En la previa al partido entre el City y el Celtic a jugarse en el Etihad Stadium, Pep Guardiola declaró lo siguiente: “Yo no divido el fútbol en ataque y defensa (…) cuando vosotros habláis de agresividad estáis pensando en nuestros defensas, pero yo hablo de agresividad en forma de agredir para marcar goles (…) El fútbol es una continua transición. Cuando atacas bien, defiendes bien. Cuando defiendes bien, atacas bien. Cuando la construcción del juego es buena, atacas mejor y defiendes mejor. No es un fútbol donde los delanteros solo están concentrados en atacar y los defensas solo concentrados en defender. Yo no pienso así. En el fútbol todo depende de todo, en ataque y en defensa”.

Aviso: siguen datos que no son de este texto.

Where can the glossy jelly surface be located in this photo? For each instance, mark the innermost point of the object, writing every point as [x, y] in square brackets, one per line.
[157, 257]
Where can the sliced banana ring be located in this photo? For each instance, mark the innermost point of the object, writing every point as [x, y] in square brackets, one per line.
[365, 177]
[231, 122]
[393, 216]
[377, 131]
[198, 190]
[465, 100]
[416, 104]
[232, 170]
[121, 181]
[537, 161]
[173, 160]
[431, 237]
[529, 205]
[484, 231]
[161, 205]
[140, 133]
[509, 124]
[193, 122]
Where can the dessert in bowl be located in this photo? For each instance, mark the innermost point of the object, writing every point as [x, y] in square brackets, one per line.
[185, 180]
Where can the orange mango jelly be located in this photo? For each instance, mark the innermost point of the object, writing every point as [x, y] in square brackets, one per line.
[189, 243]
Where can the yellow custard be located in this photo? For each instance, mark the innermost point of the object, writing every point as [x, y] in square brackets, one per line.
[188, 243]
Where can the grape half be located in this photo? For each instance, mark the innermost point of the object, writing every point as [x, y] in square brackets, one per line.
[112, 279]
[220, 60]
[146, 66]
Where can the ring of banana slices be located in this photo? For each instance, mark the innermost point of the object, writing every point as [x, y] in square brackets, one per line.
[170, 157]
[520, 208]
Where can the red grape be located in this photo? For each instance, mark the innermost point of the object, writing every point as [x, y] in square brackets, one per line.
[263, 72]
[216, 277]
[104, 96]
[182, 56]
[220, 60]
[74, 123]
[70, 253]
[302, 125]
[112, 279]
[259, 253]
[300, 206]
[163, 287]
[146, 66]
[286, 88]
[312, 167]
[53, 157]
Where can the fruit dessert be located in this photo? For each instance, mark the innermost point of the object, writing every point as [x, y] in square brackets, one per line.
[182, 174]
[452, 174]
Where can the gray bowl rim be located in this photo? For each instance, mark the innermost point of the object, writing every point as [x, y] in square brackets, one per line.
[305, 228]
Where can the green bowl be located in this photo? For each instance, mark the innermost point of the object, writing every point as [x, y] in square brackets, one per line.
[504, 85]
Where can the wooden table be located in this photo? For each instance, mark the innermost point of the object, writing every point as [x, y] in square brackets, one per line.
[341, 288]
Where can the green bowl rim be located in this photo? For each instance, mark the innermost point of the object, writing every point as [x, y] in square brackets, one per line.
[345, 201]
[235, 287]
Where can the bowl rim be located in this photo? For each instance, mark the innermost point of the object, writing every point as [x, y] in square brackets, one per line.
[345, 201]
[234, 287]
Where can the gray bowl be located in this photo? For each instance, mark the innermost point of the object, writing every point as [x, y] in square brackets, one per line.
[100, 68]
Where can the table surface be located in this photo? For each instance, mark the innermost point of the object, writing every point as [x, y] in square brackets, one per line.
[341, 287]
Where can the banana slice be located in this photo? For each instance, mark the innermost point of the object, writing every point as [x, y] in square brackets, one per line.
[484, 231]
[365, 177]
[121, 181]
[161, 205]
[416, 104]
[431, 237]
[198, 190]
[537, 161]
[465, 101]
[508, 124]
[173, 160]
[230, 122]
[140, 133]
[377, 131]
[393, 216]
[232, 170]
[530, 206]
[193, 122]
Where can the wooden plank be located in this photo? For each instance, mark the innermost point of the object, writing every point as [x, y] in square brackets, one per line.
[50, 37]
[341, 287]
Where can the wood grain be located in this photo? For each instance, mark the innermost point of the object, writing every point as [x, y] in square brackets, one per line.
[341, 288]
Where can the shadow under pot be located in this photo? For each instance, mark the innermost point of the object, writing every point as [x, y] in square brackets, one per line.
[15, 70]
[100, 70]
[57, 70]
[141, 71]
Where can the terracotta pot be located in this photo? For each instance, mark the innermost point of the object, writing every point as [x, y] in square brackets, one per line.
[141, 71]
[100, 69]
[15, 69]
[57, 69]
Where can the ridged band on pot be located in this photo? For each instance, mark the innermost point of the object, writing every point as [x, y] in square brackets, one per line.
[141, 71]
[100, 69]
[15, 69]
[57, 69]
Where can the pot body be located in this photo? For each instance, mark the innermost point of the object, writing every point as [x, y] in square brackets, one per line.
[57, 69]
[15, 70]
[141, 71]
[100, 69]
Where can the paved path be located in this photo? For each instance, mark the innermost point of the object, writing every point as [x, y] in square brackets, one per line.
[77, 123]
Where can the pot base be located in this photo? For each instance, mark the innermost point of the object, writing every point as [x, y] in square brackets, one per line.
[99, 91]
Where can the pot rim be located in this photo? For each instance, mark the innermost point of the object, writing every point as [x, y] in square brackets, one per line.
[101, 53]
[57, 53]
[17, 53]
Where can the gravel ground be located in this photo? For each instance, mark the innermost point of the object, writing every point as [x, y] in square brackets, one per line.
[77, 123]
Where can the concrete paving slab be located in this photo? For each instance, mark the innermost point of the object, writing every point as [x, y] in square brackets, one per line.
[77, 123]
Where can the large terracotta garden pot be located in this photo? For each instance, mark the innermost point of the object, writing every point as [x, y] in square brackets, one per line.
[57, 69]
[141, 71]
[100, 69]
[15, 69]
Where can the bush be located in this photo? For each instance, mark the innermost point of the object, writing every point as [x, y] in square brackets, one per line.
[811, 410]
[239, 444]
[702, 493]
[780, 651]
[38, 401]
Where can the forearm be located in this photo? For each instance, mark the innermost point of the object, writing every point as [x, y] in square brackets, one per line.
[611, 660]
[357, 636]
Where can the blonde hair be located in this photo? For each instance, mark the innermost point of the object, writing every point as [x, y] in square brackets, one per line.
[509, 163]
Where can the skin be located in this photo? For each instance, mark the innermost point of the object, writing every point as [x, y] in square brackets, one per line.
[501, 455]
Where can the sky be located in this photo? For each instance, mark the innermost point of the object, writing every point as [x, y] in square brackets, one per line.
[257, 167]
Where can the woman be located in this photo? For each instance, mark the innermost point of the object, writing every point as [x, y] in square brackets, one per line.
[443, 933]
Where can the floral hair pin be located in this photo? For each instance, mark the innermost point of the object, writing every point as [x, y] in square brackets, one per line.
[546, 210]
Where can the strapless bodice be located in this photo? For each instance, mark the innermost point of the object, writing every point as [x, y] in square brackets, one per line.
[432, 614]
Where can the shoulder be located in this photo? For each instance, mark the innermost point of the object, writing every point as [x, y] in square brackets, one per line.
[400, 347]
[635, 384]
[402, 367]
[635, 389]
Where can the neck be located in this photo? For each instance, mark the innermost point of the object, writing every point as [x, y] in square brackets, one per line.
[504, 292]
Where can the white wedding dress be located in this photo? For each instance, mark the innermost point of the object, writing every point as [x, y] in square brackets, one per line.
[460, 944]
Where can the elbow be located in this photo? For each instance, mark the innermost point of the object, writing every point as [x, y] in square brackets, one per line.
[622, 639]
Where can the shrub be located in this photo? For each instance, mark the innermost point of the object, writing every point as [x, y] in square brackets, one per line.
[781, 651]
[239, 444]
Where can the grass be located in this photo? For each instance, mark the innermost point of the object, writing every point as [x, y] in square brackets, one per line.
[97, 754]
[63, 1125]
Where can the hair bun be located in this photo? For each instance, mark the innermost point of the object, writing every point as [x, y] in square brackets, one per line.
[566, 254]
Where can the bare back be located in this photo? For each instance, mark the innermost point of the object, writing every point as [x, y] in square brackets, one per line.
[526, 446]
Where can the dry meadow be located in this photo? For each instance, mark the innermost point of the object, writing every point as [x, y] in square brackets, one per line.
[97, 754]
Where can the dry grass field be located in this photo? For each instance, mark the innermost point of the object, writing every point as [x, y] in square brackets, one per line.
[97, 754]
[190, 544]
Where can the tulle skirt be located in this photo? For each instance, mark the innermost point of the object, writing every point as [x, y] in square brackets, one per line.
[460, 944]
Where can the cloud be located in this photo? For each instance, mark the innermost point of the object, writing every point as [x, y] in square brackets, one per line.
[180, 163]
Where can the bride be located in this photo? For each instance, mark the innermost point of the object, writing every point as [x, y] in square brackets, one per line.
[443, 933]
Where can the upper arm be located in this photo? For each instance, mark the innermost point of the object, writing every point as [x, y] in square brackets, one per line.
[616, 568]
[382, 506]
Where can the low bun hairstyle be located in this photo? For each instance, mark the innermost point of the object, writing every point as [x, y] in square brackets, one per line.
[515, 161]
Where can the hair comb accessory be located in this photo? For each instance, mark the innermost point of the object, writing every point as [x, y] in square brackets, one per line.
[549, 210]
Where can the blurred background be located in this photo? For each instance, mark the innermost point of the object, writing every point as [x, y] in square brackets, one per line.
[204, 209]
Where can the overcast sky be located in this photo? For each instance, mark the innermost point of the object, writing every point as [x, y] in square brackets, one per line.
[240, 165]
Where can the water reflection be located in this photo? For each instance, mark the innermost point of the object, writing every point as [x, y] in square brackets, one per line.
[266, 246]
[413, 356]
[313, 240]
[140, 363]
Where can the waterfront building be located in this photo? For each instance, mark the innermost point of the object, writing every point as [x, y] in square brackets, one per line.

Hay visiones y visiones. Independientemente de los gustos de cada uno con respecto a un modo de juego, son innegables los logros, debido a su inquebrantable estilo, que Guardiola ha conseguido. Y logros se puede interpretar como títulos y como una consolidación de un fútbol que lleva inevitablemente a buenos resultados y, naturalmente, a una progresiva potenciación de las individualidades. Sin afán de ser un típico resultadista pragmático, Pep fue llamado a dirigir al primer equipo del Barcelona por su excelente campaña con el equipo ‘B’ de este club. Allí había descubierto a jugadores como Pedro Rodríguez y Sergio Busquets, quienes conformarían su equipo luego para sus años de oro. En estos ganó 14 títulos tras temporadas irregulares que tuvo equipo culé antes de su llegada (a pesar de que igualmente disponía de estrellas de máximo calibre). La diferencia radica en que el actual entrenador del City halló y aprovechó desde los cimientos canteranos a muchos de los que le tocaron brillar con él.

Pep Guardiola no es un mito. Pep Guardiola es, como cualquier entrenador que haya logrado maximizar una idea de juego, un ganador por su profesionalismo y su inequívoca manera de jugar. Ganar la Liga, la Copa y la Champions, sumado a un resgistro de 6 goles al Madrid en el Bernabeu como anticipo de su posterior conquista europea, en su primer año, no lo hace cualquiera.